Good morning, Colleagues,
It is almost time for the spring annual Adjudication/Assessment/Festival. Here in Virginia we are headed that way next month, perhaps some of you are even headed there in late February. As someone who lived for many years as the conductor on the stage I empathize with you from that perspective. As a young teacher I was often nervous about what the judges would think but more importantly the impact it would have on my day to day life in the classroom.
As a professor who now teaches future educators and sits behind the clipboard (or recording device or iPad in this generation) I would like to share some things to consider as you prepare for this event for your ensembles. This is only from my perspective and perhaps this is a good place to start a forum of support for those of you who are doing this for the first time. 
This is one day in the life of your ensembles. Perhaps this sounds trite but it is true. You are the true judge of what you want to achieve in your classroom. You know the strengths of your choir and what challenges them. Depending on considerations such as weather, testing dates and other distractions from the day to day of your world the level of preparation may be varied.
Here are five tips I can share with you from an adjudicators perspective that may help you with your overall presentation. 
1. Choose repertoire that suits your ensemble.
This may sound simple to the reader, but it really does make a difference. We have levels of music for a reason. There is often pressure to do a level five piece but if your group is not singing it well, the result is obvious. We are educators first. We are trained to know what good  literature is but I know there can be pressured to do what is popular. Not all school choirs are ready for advanced languages or complex metrical pieces. Use something to teach line, phrasing and beauty of tone. The purpose of this day is to reinforce comments that you make every day in rehearsal. Check your pronunciation of languages; there are many sources online for the best way to teach German, Latin, French and others. Musica Russica has recordings avaialble for the majority of their catalog.
2. Consult your colleagues and R&S Chairs for repertoire ideas. If you are unsure about where to start go to your state lists. I know that in our area we can use Virginia and a few other state lists (New York, Texas for example). Our choral friends are our best assets for repertoire and going to to your state, regional and national conferences is a way to learn about new composers and works. Pair repertoire to your ensembles that match their size and potential for divisi.
3. Mark your scores for your adjudicators. Please, please put measure numbers on your scores so if we want to talk about a particular section in the work we are not trying to do so in the moment. If you make artistic changes to the repertoire (changing a tempo marking, dynamic or part changes due to voice needs) please mark them. Pack an extra set of scores with a chaperone or accompanist, just in case!

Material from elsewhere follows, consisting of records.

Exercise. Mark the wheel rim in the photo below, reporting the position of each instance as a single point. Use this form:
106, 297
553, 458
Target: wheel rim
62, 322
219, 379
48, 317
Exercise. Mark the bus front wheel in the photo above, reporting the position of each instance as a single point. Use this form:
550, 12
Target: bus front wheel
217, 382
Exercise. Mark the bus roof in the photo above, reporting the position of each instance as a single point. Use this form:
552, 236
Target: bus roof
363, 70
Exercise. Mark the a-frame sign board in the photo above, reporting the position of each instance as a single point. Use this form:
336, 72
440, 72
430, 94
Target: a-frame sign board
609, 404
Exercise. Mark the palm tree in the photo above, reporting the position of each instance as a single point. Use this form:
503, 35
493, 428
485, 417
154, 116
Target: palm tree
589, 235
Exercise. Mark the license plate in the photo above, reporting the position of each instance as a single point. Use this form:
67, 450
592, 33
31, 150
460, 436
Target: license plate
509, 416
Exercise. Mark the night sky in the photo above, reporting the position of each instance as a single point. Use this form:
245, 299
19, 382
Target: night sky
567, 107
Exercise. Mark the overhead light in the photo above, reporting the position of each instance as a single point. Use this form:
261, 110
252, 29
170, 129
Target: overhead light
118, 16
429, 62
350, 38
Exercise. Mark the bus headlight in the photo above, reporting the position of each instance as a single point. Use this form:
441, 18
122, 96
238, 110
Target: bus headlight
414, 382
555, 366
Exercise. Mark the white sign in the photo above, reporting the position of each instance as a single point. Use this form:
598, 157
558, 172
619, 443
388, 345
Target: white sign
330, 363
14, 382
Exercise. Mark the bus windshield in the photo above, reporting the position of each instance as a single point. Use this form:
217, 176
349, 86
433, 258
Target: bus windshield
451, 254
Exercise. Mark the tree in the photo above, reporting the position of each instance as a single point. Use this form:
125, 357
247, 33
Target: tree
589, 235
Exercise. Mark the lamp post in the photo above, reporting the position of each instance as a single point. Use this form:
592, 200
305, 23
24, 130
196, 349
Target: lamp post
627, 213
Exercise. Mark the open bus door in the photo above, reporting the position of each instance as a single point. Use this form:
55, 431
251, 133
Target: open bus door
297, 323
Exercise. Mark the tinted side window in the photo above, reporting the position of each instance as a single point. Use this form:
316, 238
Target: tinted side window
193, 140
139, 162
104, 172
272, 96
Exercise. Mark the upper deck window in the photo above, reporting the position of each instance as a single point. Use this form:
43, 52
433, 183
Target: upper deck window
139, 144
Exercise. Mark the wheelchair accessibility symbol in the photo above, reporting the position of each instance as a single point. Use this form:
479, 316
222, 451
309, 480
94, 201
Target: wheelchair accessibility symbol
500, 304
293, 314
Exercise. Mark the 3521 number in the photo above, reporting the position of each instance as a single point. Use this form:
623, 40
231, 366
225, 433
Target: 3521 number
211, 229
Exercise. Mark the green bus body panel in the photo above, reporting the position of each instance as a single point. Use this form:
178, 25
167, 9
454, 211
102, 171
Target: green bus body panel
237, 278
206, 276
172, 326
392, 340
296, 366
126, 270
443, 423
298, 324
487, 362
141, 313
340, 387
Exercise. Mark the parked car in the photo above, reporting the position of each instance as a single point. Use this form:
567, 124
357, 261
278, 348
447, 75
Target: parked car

4. Be sure to rehearse with your accompanist prior to performance. This may sound obvious but I know there are extraordinary circumstances that preclude this from happening in some school systems. It is worth the investment of time. If you use a student accompanist be sure the student has done a performance in public of some kind, even if it is simply inviting your prinicipal in to your classroom.
5. Talk with your choir before your assessment day about what is important to you as a teacher, and have them set goals as a choir. We have varied philosophies about what a "I" at festival means, and in some places in the country I know your position as a music teacher can be on the line. We are educators for the long haul.